Tu vois de plus en plus de coureurs avec des chaussettes colorées qui montent jusqu’aux genoux ? C’est pas juste pour le style. Les bas de contention débarquent sur les trails et les marathons, et ça pose question. Entre les promesses de récupération accélérée et les doutes sur leur utilité réelle, pas facile de s’y retrouver.
La bonne nouvelle : oui, tu peux totalement courir avec des bas de contention. Voyons ça ensemble.
Pourquoi porter des bas de contention quand tu cours ?
Les bas de contention, c’est pas du marketing pur. Ils exercent une pression graduée sur tes jambes, plus forte à la cheville et qui diminue vers le haut. Cette compression aide ton sang à remonter vers le cœur au lieu de stagner dans tes mollets.
Concrètement, ça veut dire moins de sensation de jambes lourdes pendant ton run. Ton retour veineux s’améliore, tes muscles reçoivent plus d’oxygène, et tu repousses un peu la fatigue. C’est particulièrement utile sur les longues distances ou quand tu enchaînes les sorties.
Les études montrent que la compression externe peut réduire les vibrations musculaires à l’impact. Résultat : moins de micro-traumatismes et potentiellement moins de courbatures le lendemain. Pas révolutionnaire, mais intéressant.

Dans quels cas les bas de contention sont vraiment utile ?
Tous les coureurs n’ont pas besoin de bas de contention. Si tu as moins de 30 ans, que tu cours 3 fois par semaine max et que tu n’as aucun problème circulatoire, l’impact sera minimal. Par contre, dans certaines situations, ça peut faire la différence :
Tu as plus de 40 ans : le retour veineux se dégrade naturellement avec l’âge
Tu cours des ultra-trails : sur 6h d’effort, chaque petit avantage compte
Tu as des varices ou des antécédents familiaux : la compression prévient l’aggravation
Tu ressens souvent des jambes lourdes : après le boulot ou en fin de run
Tu enchaînes plusieurs courses : weekend de compétitions ou stage intensif
Pour les autres, c’est pas interdit, mais attends-toi pas à des miracles non plus.
Comment choisir tes bas de contention running ?
Première règle : évite les bas de contention médicaux classiques pour courir. Ils sont conçus pour rester assis ou debout, pas pour cavaler sur 20 bornes. Les marques spécialisées sport comme CEP, Compressport ou Sigvaris Sport proposent des modèles adaptés.
Le niveau de compression se mesure en mmHg. Pour le running, reste entre 15 et 25 mmHg. Plus, c’est médical et ça nécessite un avis professionnel. Moins, c’est du gadget.

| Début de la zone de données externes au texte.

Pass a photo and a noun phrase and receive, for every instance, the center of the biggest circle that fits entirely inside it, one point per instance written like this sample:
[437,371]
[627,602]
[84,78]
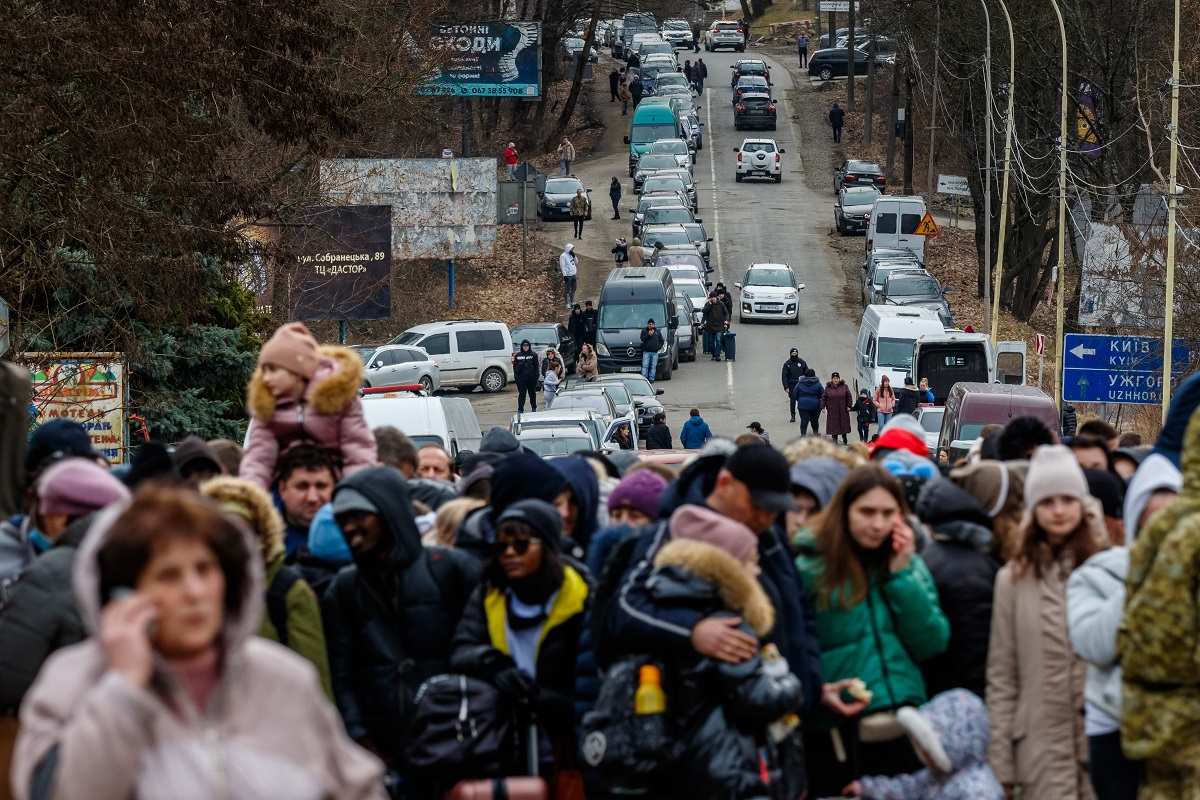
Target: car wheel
[492,380]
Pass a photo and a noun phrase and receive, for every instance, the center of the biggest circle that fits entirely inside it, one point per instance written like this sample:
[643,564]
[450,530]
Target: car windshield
[562,186]
[535,336]
[931,421]
[771,278]
[545,445]
[894,353]
[677,148]
[651,132]
[667,238]
[625,316]
[657,161]
[913,288]
[859,197]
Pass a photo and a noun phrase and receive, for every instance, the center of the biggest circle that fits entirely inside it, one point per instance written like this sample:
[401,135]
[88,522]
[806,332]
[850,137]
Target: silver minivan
[468,352]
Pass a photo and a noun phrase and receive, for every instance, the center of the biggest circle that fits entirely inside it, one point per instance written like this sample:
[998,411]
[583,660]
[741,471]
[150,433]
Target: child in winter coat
[951,735]
[550,386]
[867,414]
[301,392]
[712,564]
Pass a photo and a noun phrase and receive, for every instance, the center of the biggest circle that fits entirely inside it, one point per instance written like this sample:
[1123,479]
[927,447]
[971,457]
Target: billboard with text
[486,60]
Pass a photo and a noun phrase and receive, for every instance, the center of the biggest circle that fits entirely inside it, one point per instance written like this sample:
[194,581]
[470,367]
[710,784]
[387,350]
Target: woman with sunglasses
[521,627]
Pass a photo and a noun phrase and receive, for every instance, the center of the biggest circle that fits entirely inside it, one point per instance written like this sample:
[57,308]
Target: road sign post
[1119,368]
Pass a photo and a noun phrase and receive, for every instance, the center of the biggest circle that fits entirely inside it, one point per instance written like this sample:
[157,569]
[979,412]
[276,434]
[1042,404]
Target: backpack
[628,750]
[277,600]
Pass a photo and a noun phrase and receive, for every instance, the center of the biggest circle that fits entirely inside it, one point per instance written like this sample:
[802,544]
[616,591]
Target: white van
[893,223]
[885,343]
[468,352]
[445,421]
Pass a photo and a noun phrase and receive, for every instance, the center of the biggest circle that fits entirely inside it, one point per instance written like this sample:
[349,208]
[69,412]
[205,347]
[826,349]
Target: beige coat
[1036,690]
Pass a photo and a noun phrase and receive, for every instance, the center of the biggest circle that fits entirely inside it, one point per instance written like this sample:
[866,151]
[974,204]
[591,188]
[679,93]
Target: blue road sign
[1119,368]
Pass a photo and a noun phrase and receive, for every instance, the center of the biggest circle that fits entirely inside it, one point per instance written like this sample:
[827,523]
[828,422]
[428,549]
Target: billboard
[88,388]
[486,60]
[343,264]
[441,208]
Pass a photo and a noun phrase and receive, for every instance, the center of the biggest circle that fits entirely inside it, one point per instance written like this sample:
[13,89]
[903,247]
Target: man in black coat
[525,373]
[837,118]
[793,370]
[390,617]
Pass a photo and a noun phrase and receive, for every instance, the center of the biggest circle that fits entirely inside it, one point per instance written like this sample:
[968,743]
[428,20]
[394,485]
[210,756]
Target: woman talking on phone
[173,696]
[877,618]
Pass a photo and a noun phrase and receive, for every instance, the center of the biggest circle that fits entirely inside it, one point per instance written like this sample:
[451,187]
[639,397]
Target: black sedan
[855,203]
[755,110]
[555,202]
[859,173]
[831,64]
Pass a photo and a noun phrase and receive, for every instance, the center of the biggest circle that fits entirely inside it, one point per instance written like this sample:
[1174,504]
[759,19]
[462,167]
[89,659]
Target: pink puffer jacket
[329,415]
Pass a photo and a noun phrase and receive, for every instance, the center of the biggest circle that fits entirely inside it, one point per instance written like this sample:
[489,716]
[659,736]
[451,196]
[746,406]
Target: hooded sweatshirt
[951,732]
[268,731]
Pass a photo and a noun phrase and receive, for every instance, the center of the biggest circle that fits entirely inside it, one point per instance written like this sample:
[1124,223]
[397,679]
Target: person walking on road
[695,431]
[652,342]
[569,265]
[579,209]
[837,118]
[636,253]
[837,403]
[715,317]
[510,161]
[885,402]
[567,155]
[793,370]
[525,374]
[808,395]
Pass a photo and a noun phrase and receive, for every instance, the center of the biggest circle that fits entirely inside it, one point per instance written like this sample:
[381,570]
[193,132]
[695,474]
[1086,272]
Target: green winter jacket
[306,633]
[882,638]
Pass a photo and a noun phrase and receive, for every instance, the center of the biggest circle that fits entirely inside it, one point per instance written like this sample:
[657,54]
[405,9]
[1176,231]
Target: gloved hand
[515,684]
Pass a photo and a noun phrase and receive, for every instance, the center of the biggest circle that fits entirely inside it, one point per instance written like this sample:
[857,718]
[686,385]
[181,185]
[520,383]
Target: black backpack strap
[277,600]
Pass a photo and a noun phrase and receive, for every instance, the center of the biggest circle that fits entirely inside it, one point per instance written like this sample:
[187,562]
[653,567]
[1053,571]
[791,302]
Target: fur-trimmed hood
[253,505]
[685,564]
[334,386]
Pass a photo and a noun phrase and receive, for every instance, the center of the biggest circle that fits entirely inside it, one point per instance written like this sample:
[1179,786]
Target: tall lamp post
[1171,199]
[1062,212]
[1008,163]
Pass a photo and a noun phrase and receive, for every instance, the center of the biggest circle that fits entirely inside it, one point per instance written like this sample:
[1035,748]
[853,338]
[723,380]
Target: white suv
[468,352]
[760,157]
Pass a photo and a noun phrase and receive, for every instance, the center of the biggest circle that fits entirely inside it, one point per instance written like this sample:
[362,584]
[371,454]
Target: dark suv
[755,110]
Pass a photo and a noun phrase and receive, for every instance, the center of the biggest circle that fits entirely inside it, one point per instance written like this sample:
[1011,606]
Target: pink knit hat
[702,524]
[77,487]
[292,348]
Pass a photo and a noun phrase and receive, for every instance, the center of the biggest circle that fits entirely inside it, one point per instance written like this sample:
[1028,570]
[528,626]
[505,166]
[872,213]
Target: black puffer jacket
[389,625]
[477,654]
[41,617]
[965,575]
[720,707]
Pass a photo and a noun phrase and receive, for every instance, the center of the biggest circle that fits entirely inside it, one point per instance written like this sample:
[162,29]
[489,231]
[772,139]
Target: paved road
[753,221]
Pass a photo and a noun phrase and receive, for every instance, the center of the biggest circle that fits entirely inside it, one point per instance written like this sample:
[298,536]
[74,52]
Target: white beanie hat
[1053,471]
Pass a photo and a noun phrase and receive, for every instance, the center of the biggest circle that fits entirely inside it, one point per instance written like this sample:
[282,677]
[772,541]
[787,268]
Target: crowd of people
[334,612]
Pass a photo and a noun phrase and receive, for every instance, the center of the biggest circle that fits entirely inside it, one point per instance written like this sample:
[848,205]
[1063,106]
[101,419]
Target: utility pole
[909,131]
[893,121]
[850,59]
[869,112]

Côté matériaux, privilégie les fibres synthétiques qui évacuent la transpiration. Le coton, c’est non. Vérifie aussi les coutures plates pour éviter les irritations sur les longues sorties. Et surtout, prends la bonne taille en mesurant ton mollet au plus large.
Les erreurs à absolument éviter
Porter des bas de contention trop serrés, c’est le piège classique. Si tu sens des fourmillements, des engourdissements ou si tes orteils deviennent bleus, enlève-les immédiatement. La compression doit être ferme mais confortable.
Autre erreur : les enfiler juste avant de partir courir. Ton pied gonfle légèrement à l’effort, donc mets-les 10-15 minutes avant pour que ça s’ajuste bien. Et retire-les dans l’heure qui suit ton run, sauf si tu veux les garder pour la récupération.
Enfin, ne compte pas sur eux pour corriger une technique de course défaillante ou remplacer un bon échauffement. Les bas de contention, c’est un plus, pas une solution magique.
Faut-il les porter avant ou après l’effort ?
Les avis divergent sur le timing optimal. Certains coureurs ne jurent que par le port pendant l’effort, d’autres préfèrent les enfiler uniquement après pour la récupération.
Pendant la course, les bénéfices sont surtout ressentis sur les efforts longs. Le maintien musculaire peut réduire les oscillations parasites et retarder la fatigue. Par contre, si tu cours en compétition, teste-les avant en entraînement. Certains coureurs se sentent entravés.
En récupération, c’est là que les bas de contention montrent leur vraie utilité. Portés 2-3h après un effort intense, ils facilitent l’évacuation des déchets métaboliques et réduisent l’œdème post-exercice. C’est scientifiquement prouvé et tu le sentiras dès les premières utilisations.